No, not always.
When mimicking the speech or sounds made by another person, yes, you gain advantage on your Charisma (Deception) check. You could benefit when you mimic the speech of an Dwarf, or the war cry of an Orc.
When mimicking the sounds made by by "other creatures," no, you do not gain advantage on your Charisma (Deception) check. You could not benefit when you mimic a horse, bird, or the roar of a hydra.
Ultimately it's going to come down to what your table decides a "person" is in the context of the feat. It may be "any creature of type humanoid" (borrowing the implicit definition from hold person, though no rule says it should or should not apply) or it might be "any intelligent creature" such as an Ogre, Fiend, Celestial, Dragon, or other creature with human-like intelligence.
My interpretation would be that it applies only when mimicking humanoids or the speech-like sounds of intelligent creatures. So, you could benefit if you mimic the serpentine lisp of a blue dragon while speaking, but not the earth shattering roar of that same dragon no matter how hard you tried. (Not that you couldn't attempt it, merely that you would get no advantage due to the feat.)

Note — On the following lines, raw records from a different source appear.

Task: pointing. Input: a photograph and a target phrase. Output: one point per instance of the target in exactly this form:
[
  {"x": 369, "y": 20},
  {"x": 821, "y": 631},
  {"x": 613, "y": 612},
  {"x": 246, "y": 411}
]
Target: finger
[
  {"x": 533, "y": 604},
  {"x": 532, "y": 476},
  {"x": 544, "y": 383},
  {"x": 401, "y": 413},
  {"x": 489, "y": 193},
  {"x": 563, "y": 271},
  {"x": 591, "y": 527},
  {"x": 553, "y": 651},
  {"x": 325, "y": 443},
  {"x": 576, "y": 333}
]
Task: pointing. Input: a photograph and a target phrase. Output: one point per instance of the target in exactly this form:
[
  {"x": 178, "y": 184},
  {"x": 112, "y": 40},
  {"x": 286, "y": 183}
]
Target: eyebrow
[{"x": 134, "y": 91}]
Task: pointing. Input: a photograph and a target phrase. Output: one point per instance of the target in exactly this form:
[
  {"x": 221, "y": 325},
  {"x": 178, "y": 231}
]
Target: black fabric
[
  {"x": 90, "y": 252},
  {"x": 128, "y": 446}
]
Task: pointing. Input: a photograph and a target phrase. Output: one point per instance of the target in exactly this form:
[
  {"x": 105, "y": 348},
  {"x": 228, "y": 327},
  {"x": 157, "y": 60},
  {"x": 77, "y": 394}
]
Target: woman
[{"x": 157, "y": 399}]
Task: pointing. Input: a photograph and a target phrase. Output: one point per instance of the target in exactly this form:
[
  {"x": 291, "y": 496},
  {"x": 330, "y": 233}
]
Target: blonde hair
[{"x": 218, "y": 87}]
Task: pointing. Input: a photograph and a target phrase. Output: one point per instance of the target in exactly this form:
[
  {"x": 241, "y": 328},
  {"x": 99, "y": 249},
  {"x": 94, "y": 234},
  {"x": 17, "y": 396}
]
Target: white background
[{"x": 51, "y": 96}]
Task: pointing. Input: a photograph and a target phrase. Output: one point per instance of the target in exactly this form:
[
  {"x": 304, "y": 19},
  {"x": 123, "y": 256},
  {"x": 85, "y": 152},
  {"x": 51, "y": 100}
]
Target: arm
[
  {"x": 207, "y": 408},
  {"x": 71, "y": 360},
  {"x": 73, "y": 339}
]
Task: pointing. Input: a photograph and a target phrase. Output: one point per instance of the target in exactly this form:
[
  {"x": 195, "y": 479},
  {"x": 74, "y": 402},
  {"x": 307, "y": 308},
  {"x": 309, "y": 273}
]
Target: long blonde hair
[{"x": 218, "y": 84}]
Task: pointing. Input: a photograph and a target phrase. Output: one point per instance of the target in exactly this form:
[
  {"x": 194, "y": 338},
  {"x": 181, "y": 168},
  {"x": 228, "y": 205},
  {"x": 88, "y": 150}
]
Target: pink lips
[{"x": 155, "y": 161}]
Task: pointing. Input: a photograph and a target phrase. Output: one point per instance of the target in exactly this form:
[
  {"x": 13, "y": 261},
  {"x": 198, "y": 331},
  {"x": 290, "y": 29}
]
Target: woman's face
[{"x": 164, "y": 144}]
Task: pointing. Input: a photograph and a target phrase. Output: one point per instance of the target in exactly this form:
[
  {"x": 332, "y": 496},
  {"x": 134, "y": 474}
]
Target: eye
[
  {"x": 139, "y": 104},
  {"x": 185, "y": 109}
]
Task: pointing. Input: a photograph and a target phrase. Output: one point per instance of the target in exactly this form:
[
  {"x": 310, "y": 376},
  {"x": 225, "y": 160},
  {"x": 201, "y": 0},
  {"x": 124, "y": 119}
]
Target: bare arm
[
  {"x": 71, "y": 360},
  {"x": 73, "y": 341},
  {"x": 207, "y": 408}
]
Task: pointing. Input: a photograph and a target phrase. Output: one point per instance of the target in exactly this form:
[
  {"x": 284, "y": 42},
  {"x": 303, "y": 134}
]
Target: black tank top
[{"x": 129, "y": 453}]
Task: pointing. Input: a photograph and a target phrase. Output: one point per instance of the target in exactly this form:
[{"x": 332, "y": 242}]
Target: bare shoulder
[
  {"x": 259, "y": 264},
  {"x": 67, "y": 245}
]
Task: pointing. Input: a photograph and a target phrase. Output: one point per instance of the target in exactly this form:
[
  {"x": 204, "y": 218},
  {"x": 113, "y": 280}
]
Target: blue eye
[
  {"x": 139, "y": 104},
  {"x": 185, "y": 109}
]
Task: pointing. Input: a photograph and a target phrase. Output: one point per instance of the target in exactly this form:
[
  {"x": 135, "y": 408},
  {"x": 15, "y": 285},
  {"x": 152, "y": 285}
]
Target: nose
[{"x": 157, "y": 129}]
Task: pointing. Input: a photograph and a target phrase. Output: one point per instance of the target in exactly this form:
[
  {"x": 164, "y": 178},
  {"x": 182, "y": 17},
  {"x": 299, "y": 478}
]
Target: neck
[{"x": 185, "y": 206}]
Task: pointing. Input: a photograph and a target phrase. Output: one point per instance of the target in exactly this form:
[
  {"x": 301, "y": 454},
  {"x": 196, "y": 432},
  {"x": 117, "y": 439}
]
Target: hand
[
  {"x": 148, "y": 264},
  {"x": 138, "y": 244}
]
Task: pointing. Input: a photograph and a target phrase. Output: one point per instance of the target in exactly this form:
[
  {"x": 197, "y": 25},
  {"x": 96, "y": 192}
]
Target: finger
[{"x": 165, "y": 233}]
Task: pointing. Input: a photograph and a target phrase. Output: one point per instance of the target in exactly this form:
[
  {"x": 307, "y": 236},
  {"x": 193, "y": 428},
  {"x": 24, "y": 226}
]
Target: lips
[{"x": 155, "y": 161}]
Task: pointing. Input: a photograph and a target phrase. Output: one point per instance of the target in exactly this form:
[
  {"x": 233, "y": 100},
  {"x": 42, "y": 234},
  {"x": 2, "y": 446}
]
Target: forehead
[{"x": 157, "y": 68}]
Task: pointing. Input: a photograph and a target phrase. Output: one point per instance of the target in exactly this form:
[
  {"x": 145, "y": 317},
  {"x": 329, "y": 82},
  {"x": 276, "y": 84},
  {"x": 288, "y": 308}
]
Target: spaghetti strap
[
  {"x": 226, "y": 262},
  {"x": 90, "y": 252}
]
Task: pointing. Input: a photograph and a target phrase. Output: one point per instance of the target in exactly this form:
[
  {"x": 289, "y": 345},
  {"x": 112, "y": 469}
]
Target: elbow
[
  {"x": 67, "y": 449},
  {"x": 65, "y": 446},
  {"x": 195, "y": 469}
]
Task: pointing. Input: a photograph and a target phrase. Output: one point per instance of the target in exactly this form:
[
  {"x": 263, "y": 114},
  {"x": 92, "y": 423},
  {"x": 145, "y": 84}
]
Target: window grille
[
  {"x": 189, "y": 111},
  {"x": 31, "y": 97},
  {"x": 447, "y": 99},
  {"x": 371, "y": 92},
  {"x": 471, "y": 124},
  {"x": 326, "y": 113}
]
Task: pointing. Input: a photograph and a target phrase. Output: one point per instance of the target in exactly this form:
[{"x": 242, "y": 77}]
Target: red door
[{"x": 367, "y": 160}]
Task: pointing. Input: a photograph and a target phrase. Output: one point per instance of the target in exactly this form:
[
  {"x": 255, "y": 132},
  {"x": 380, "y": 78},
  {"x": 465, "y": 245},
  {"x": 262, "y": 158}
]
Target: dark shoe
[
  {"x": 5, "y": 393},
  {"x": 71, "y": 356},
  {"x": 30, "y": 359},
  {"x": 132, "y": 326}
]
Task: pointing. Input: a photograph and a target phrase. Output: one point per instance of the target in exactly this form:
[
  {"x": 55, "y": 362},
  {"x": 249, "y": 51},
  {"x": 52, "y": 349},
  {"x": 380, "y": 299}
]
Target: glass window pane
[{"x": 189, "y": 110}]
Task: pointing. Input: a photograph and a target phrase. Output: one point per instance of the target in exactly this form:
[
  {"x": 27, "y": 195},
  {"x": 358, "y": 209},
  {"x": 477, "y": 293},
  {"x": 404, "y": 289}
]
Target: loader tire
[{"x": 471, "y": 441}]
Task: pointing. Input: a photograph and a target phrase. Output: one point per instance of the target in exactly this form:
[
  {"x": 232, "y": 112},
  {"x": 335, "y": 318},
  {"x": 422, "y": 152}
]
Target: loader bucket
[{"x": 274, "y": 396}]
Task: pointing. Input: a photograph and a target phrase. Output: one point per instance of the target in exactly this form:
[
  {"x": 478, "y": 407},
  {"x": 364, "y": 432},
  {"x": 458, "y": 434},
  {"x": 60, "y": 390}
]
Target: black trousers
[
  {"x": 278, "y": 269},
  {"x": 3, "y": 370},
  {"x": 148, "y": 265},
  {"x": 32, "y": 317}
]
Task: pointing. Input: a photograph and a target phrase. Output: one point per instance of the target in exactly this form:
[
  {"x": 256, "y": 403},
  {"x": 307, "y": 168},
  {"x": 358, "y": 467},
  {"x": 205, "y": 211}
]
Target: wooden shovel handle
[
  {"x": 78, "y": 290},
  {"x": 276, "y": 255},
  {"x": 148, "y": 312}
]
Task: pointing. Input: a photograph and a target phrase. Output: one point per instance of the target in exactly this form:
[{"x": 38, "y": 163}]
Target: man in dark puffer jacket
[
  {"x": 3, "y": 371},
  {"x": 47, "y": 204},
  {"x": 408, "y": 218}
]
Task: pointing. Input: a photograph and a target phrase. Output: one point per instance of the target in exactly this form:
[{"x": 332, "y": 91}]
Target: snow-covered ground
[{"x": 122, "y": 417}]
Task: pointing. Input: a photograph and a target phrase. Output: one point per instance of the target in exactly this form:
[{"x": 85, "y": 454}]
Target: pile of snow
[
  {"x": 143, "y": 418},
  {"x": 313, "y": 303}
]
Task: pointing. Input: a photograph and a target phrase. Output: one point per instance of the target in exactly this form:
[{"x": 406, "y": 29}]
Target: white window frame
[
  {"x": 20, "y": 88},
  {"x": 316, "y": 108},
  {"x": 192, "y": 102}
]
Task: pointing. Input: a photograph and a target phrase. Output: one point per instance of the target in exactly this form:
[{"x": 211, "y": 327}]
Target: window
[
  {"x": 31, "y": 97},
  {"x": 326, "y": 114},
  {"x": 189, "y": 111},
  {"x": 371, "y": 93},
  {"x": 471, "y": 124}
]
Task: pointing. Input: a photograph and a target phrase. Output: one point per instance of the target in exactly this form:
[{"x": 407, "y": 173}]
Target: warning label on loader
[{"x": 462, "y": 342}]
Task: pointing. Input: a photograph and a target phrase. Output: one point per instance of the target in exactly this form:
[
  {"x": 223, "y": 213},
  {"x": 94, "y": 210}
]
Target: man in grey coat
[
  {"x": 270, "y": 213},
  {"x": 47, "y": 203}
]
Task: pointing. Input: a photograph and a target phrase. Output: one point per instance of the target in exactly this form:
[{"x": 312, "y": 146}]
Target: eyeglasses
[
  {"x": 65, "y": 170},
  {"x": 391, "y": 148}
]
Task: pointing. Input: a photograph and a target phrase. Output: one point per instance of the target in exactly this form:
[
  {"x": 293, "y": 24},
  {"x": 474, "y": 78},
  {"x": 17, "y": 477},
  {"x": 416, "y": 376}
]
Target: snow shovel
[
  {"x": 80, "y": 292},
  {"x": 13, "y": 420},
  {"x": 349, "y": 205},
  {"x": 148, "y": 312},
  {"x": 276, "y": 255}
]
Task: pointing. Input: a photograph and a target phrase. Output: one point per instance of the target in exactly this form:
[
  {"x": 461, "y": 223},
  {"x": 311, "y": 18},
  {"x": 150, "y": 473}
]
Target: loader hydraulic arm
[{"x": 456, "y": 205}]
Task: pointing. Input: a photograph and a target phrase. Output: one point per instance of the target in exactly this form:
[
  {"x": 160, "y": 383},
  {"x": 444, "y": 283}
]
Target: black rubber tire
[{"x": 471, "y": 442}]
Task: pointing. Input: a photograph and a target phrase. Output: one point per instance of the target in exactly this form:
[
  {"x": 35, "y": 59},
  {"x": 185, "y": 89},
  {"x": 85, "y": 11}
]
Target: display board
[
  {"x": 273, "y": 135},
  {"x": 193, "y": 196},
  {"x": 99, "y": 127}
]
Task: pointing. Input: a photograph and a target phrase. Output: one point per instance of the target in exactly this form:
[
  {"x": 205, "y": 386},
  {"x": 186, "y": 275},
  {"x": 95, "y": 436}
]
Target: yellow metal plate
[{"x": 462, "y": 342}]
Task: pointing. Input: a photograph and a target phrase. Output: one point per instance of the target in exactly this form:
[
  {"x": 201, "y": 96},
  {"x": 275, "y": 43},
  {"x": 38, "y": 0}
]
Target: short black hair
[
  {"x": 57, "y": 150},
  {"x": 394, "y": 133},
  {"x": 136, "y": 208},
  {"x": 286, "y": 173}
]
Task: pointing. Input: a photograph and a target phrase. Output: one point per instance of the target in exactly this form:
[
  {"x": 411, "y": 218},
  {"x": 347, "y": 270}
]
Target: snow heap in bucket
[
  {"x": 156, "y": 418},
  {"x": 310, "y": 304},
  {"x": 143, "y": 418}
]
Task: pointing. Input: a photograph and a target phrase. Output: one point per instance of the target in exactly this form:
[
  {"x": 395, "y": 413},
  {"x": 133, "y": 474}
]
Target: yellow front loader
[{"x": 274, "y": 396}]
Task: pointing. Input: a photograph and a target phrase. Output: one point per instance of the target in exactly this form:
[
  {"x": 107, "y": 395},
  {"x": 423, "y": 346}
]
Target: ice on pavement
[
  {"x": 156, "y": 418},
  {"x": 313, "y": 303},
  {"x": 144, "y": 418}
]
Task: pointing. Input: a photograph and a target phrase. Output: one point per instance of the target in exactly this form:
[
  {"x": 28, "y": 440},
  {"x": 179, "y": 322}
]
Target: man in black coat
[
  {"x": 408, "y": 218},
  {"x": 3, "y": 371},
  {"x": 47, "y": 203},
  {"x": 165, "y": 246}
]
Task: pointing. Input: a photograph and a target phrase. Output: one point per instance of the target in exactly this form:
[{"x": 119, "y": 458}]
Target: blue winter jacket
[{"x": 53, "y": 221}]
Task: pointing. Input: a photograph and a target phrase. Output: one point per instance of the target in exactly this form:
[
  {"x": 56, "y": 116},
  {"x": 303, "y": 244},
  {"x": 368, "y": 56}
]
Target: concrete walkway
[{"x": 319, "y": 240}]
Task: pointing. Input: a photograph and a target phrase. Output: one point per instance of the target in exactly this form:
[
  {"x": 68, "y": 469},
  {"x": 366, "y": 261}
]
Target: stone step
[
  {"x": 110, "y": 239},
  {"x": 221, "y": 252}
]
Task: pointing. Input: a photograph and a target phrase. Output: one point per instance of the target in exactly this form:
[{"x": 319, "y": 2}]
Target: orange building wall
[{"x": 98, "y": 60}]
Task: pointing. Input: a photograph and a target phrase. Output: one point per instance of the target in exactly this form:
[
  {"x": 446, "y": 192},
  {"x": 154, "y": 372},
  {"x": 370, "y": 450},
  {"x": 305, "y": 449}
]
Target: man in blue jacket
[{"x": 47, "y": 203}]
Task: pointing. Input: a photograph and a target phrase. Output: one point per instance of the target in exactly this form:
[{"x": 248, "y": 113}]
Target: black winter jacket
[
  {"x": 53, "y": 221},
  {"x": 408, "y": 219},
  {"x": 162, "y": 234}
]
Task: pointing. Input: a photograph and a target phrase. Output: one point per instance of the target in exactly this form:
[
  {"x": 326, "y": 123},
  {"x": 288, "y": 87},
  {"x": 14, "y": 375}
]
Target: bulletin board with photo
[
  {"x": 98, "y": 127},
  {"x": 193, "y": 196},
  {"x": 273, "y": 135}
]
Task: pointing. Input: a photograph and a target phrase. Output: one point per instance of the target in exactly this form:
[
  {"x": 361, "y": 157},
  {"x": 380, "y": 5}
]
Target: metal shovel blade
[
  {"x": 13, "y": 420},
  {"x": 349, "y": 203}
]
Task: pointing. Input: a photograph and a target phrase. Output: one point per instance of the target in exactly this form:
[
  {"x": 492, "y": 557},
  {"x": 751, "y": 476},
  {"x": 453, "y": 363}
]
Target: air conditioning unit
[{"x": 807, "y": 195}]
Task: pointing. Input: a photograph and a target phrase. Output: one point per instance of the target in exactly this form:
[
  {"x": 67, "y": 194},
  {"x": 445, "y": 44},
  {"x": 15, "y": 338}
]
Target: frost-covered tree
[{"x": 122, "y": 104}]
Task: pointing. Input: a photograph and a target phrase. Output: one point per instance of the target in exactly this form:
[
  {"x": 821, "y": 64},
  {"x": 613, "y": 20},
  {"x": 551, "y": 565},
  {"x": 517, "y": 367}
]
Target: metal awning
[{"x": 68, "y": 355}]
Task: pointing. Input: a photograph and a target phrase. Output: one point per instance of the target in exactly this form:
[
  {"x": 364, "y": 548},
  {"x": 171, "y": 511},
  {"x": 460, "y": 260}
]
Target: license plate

Still another interpretation is that you'd be required to be trying to pass yourself as a specific individual to benefit from advantage. So mimicking the noise an Orc makes when he bellows wouldn't benefit, but mimicking the Orc guard from three weeks ago who bellowed when you stuck him with your sword would gain a benefit. That's an awful narrow reading, however.
There's many potential interpretations here, and none of them are necessarily more or less "right" than anything else.
Ultimately it doesn't really matter as long as you're consistent.